D. A. Lyubashevsky2, G. An1 1University Of Chicago,Surgery,Chicago, IL, USA 2Washington University,School Of Engineering And Applied Science,St. Louis, MO, USA
Introduction: A contributing factor to the development of Clostridium difficile infection is the effect of enteric bile acid composition on C. difficle spore germination. Taurocholic acid (TCA) promotes spore germination, while deoxycholic acide (DCA) and chenodoxycholic acid (CDCA) inhibit germination. The commensal flora converts TCA to DCA, thereby acting as an environmental control suppressing CDI. Alternatively, CDCA acts as a competitive inhibitor of TCA by binding the C. diff receptor that triggers germination, In a healthy gut microbiome, CDCA is metabolized by the healthy microbiome into lithocholate, which also inhibits germination. However, CDCA is much more rapidly absorbed by the gut epithelium than TCA, leading to a net decrease in CDI inhibitor capacity in an antibiotic-induced commensal-depleted gut. Analogs to CDCA demonstrate less metabolic conversion by commensals and intestinal absorption, and therefore may show greater resistance to alterations in the microbiome following systemic antibiotics. We use an Agent Based Model (ABM) to simulate the dynamics of CDI, the inhibitory nature of CDCA, and the role of CDCA-analogs as a possible therapeutic for CDI.

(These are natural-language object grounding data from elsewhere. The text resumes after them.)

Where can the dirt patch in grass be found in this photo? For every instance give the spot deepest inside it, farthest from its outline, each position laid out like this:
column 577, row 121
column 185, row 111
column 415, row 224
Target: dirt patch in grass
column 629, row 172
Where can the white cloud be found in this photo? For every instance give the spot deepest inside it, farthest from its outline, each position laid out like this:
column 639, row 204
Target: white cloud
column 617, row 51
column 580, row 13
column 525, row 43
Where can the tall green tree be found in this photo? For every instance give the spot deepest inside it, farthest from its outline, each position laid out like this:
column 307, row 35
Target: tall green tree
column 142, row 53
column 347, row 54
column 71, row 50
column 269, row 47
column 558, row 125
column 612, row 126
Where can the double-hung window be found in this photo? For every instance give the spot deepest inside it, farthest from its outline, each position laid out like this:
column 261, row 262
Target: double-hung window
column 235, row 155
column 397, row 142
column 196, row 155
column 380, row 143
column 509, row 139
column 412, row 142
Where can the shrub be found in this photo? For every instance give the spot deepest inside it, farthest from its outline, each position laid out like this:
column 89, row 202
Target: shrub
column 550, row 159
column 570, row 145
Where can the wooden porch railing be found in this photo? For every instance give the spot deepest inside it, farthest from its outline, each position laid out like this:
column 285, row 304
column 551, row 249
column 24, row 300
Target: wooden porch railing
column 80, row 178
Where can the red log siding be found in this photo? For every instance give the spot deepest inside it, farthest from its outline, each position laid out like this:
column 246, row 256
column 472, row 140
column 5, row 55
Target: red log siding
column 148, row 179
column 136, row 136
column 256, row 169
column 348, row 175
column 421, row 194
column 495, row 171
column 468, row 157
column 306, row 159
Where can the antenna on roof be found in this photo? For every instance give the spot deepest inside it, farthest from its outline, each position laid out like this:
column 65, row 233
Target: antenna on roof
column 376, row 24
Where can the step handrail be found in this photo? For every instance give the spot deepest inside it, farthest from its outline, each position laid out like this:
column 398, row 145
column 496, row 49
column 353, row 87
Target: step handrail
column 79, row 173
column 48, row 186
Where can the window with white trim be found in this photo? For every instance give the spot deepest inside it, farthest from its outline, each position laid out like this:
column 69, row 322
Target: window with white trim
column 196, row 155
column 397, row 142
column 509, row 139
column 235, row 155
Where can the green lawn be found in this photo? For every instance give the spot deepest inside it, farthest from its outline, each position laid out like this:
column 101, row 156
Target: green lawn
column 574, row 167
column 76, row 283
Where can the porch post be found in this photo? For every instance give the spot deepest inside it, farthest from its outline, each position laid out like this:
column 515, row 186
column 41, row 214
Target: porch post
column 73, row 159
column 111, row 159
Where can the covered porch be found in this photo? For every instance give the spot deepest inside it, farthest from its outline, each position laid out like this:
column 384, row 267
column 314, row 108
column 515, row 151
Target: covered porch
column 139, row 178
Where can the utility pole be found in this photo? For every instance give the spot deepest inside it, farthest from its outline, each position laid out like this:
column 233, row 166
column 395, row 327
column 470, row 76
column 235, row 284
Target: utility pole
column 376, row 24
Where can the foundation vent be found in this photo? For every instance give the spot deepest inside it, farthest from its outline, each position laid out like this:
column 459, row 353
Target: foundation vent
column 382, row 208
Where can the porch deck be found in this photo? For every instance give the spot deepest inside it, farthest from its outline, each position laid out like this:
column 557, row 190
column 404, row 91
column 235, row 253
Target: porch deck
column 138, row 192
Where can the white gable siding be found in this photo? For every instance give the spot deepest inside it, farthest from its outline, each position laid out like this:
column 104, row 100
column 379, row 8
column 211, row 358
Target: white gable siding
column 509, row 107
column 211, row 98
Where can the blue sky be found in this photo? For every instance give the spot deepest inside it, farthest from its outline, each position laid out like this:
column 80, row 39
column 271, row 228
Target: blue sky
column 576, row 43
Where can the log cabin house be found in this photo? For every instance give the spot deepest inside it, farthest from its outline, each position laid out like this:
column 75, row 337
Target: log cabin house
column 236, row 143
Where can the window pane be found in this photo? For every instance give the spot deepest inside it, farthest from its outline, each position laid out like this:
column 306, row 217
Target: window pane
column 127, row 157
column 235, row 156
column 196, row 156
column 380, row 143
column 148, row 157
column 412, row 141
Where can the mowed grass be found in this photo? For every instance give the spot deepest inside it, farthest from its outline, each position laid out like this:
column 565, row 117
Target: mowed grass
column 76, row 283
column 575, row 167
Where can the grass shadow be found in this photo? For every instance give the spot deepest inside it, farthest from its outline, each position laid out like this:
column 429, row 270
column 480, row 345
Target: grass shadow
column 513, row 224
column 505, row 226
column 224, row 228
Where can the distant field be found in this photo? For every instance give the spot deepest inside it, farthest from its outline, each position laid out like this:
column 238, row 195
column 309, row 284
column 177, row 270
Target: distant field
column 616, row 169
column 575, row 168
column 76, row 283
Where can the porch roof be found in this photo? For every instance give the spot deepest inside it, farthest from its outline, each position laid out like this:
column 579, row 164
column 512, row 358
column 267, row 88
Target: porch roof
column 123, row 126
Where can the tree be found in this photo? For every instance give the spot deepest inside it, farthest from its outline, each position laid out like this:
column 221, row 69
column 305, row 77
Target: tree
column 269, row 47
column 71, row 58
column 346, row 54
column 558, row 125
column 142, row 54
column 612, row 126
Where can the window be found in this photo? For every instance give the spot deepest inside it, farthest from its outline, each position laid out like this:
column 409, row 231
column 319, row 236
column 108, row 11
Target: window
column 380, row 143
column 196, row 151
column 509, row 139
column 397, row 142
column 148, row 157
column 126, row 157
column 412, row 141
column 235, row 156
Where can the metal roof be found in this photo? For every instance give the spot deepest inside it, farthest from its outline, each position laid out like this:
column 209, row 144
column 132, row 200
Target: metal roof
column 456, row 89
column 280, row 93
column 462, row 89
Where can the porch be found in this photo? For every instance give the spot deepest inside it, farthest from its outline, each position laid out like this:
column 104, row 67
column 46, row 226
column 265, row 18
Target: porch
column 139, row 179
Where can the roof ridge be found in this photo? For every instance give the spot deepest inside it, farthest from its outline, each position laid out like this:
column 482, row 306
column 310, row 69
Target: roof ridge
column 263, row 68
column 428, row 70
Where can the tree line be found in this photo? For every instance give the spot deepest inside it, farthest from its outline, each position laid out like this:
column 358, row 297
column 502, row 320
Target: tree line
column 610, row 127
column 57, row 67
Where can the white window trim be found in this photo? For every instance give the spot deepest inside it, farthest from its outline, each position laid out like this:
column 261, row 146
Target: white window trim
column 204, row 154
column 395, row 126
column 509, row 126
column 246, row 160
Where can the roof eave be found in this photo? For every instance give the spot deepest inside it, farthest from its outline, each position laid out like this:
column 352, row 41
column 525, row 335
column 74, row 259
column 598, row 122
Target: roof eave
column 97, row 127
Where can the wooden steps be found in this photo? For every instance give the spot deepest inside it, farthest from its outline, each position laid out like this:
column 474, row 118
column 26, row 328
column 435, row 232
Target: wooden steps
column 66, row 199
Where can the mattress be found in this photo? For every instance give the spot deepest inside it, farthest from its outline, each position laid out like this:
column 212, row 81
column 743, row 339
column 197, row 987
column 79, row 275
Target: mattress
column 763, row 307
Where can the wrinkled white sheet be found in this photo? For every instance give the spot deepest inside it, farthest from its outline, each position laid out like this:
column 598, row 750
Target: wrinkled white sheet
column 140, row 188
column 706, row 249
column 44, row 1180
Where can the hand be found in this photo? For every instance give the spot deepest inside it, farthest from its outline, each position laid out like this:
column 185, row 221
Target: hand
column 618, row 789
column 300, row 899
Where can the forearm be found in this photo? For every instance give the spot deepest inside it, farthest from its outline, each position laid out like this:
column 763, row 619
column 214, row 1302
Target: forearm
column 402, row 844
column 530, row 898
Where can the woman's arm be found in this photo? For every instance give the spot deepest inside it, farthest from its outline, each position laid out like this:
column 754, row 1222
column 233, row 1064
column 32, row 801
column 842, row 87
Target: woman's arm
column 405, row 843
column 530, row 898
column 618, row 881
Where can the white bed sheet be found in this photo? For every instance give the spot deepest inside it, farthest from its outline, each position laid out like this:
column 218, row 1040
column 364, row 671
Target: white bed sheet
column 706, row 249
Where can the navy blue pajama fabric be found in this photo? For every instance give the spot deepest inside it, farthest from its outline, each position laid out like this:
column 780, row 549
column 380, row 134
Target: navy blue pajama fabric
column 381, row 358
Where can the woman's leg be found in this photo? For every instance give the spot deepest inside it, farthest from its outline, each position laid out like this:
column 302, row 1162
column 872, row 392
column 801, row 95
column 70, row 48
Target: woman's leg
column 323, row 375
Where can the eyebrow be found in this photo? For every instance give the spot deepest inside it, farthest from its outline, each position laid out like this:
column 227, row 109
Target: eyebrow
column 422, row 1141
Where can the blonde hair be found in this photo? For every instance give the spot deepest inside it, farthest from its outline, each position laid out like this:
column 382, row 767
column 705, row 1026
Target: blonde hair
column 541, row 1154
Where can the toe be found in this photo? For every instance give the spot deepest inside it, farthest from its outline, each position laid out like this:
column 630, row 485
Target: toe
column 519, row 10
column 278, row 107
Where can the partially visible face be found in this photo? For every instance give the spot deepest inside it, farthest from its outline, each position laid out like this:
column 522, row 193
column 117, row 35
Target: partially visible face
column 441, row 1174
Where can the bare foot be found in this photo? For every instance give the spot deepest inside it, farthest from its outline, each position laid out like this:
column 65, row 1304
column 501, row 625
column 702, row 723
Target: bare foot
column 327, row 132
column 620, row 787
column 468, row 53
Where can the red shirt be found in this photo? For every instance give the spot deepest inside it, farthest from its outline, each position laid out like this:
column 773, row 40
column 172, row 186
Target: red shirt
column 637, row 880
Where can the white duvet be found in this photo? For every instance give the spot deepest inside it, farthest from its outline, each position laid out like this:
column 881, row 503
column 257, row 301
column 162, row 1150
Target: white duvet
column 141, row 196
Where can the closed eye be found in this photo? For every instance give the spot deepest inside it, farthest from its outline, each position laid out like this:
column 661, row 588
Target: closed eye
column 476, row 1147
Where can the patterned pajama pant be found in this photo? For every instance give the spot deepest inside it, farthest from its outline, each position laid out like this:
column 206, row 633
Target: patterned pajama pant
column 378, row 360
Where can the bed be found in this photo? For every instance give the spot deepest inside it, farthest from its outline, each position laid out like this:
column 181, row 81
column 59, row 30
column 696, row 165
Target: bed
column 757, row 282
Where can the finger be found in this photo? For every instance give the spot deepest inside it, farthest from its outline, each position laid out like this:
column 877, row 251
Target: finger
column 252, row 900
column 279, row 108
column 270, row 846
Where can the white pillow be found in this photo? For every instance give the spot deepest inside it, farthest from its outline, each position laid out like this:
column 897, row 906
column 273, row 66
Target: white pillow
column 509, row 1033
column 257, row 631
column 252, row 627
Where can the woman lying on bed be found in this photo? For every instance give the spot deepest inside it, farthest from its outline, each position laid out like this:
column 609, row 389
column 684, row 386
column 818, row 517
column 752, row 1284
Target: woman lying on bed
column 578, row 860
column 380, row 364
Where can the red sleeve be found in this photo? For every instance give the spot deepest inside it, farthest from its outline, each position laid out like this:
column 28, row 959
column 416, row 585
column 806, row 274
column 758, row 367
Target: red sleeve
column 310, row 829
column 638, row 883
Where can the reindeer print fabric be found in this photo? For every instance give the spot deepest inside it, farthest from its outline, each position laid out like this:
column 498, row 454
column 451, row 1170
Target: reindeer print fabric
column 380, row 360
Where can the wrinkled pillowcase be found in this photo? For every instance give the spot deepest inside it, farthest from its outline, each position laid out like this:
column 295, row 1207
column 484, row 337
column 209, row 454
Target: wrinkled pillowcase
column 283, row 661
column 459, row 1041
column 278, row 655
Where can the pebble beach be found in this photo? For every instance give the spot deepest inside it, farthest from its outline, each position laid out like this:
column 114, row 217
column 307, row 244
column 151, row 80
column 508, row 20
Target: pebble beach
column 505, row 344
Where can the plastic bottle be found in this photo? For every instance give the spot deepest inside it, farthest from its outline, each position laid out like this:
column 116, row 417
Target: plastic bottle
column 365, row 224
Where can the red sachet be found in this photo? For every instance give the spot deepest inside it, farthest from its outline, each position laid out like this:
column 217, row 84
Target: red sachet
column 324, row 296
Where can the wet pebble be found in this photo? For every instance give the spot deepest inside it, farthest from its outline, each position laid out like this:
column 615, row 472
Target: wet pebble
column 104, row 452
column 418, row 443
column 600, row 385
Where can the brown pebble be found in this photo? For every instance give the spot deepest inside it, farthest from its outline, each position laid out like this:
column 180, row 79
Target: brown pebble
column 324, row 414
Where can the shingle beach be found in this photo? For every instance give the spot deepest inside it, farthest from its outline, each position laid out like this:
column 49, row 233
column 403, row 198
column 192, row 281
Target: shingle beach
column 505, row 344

Methods: We expanded upon a previously developed ABM of CDI (CDIABM) by adding in the effects of CDCA. These effects included the inhibitory effect of CDCA on germination of C. diff spores, and the secretory/absorptive epithelial dynamics of CDCA. Simulation experiments were performed to reproduce the generation of CDI, and its subsequent treatment with both anti-CDI antibiotics and fecal microbial transplant (FMT). Further simulation experiments were performed to examine the effect of different regimens of CDCA analogs not subject to metabolism by commensal microbes.
Results: Simulation experiments successfully recalibrated the CDIABM to the addition of CDCA by reproducing known dynamics of the development of CDI and its response to anti-CDI antibiotics and FMT. Simulations employing CDCA-analogs demonstrated a reduction in the bimodal induction of CDI, stabilizing the anti-germination potential of the bile acid composition by reducing the impact of CDCA fluctuations due to alterations in its metabolism by commensal flora and absorption by intact epithelial cells. Continued administration of CDCA-analogs led to reduced recurrence of CDI, though with a higher residual spore count.
Conclusion: The expanded CDIABM successfully incorporated an additional bile acid control mechanism involved in the pathogenesis of CDI, demonstrating the advantageous modular nature of agent-based models. The simulation of the prophylactic effect of CDCA analogs suggests a potential therapeutic role for these compounds, particularly as an adjunct to other therapeutic measures with the goal of reducing recurrent CDI. We suggest the use of dynamic computational models such as the CDIABM can serve as a useful adjunct in the investigations of host-pathogen interactions in clinically relevant scenarios.